The 76 oil wells are located in the western part of Bakassi, in Cross River, according to IATC findings. Persons knowledgeable about the matter alleged that the Supreme Court judgements that favoured Akwa Ibom regarding the 76 oil wells were based on flawed documents and maps.
Michael Aondokaa, a former attorney-general of the federation, told Channels TV in February that Nigeria as a country would have been removed from the maritime map showing the country’s boundary with Cameroon if Cross River were removed, puncturing one of Akwa Ibom’s primary arguments that Cross River does not have direct access to the sea.

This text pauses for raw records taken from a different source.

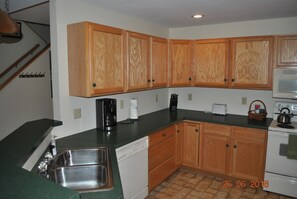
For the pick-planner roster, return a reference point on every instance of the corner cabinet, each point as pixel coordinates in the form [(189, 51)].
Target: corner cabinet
[(235, 151), (95, 59), (215, 146), (179, 140), (248, 153), (180, 62), (211, 62), (251, 62), (161, 156), (138, 70), (191, 144), (287, 51), (159, 74)]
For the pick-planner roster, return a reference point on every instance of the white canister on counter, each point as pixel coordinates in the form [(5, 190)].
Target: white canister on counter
[(133, 109)]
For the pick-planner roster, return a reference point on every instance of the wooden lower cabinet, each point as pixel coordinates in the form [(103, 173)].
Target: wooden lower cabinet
[(191, 144), (248, 153), (161, 156), (215, 148), (161, 172), (179, 140), (235, 151), (228, 150)]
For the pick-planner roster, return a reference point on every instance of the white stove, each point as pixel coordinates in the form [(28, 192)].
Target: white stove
[(280, 171)]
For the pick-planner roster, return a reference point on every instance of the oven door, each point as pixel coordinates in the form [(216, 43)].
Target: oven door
[(276, 157)]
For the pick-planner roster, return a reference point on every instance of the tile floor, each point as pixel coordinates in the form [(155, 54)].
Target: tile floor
[(186, 184)]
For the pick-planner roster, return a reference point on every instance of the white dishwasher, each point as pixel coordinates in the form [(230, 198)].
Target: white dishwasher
[(133, 166)]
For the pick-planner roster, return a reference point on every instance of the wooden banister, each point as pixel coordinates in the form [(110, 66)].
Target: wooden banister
[(19, 60), (24, 66)]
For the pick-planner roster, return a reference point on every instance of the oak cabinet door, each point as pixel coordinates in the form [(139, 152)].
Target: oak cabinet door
[(211, 62), (287, 50), (251, 62), (215, 147), (180, 63), (159, 77), (179, 133), (95, 59), (248, 155), (191, 144), (138, 70)]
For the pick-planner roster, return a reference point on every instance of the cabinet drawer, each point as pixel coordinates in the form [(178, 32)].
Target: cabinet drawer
[(224, 130), (160, 136), (161, 152), (249, 133), (161, 172)]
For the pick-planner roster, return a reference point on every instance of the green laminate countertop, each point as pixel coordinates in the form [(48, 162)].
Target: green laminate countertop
[(152, 122), (17, 147)]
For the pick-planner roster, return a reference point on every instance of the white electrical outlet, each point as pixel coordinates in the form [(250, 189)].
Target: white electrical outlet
[(244, 100), (190, 97), (121, 104), (77, 113)]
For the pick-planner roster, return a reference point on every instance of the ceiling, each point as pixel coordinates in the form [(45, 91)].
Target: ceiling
[(177, 13)]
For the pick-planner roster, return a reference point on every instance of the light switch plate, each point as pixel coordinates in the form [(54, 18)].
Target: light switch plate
[(244, 100), (77, 113), (190, 97)]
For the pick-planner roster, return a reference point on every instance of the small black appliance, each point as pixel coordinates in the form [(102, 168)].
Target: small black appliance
[(106, 114), (173, 102)]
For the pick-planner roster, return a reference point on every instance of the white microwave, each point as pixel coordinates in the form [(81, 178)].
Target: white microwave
[(285, 83)]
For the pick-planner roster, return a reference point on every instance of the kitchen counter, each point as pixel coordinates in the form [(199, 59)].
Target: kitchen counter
[(17, 147), (149, 123)]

“In the map that was submitted to the National Assembly at that time, in 2008, it was clear that there was access to the sea through the Calabar Estuaries,” Mr Aondokaa argued.
The former attorney-general said there are instances in which the Supreme Court reverses itself if it is glaring that there was a miscarriage of justice and that a judgement was obtained through misrepresentation. Moreover, he said the Supreme Court judgement is tied to the 76 oil wells, and not the new ones discovered by the IATC, leaving room for President Tinubu to resolve the matter through a political solution.
Governor Otu dismissed Akwa Ibom’s argument that Cross River lacks direct access to the sea. “Where you went to today is the only navigational channel into Nigeria, and it is in Cross River,” he said to journalists who had visited the coastal areas.
On the Supreme Court judgement, the governor reiterated Cross River’s position that the facts presented to the judges were “fraudulent”. “Coordinates don’t lie,” he said.
“We have over 300 oil wells in Cross River. Take off anything that is controversial, take off the 76 oil wells. Give us what is ours. We have suffered enough, we can’t take it anymore.”
One of the journalists asked Mr Otu what his predecessors did about the 76 oil well dispute and why it took Cross River over 20 years to speak up. “It has been the policy of this administration to draw a line. I don’t know the challenges they faced at the time. I am a comrade. I have toughness and resilience,” the governor responded.
For Akwa Ibom, the argument remains the same – that the oil wells belong to them, and the Supreme Court, being the final court of arbitration in Nigeria, has said so.
“There are two Supreme Court judgements that give Akwa Ibom State the right to those oil wells. We are not sharing maritime boundaries with Cross River State but with the Republic of Cameroon, and the Nigerian Supreme Court has said so twice to establish this fact,” Governor Eno said in February.
“There is no cause for alarm. The people on the other side may cook up any story they want; raise propaganda, but this propaganda has no effect in the face of the two Supreme Court decisions establishing our ownership of the oil wells. This is not about sentiments,” the governor added.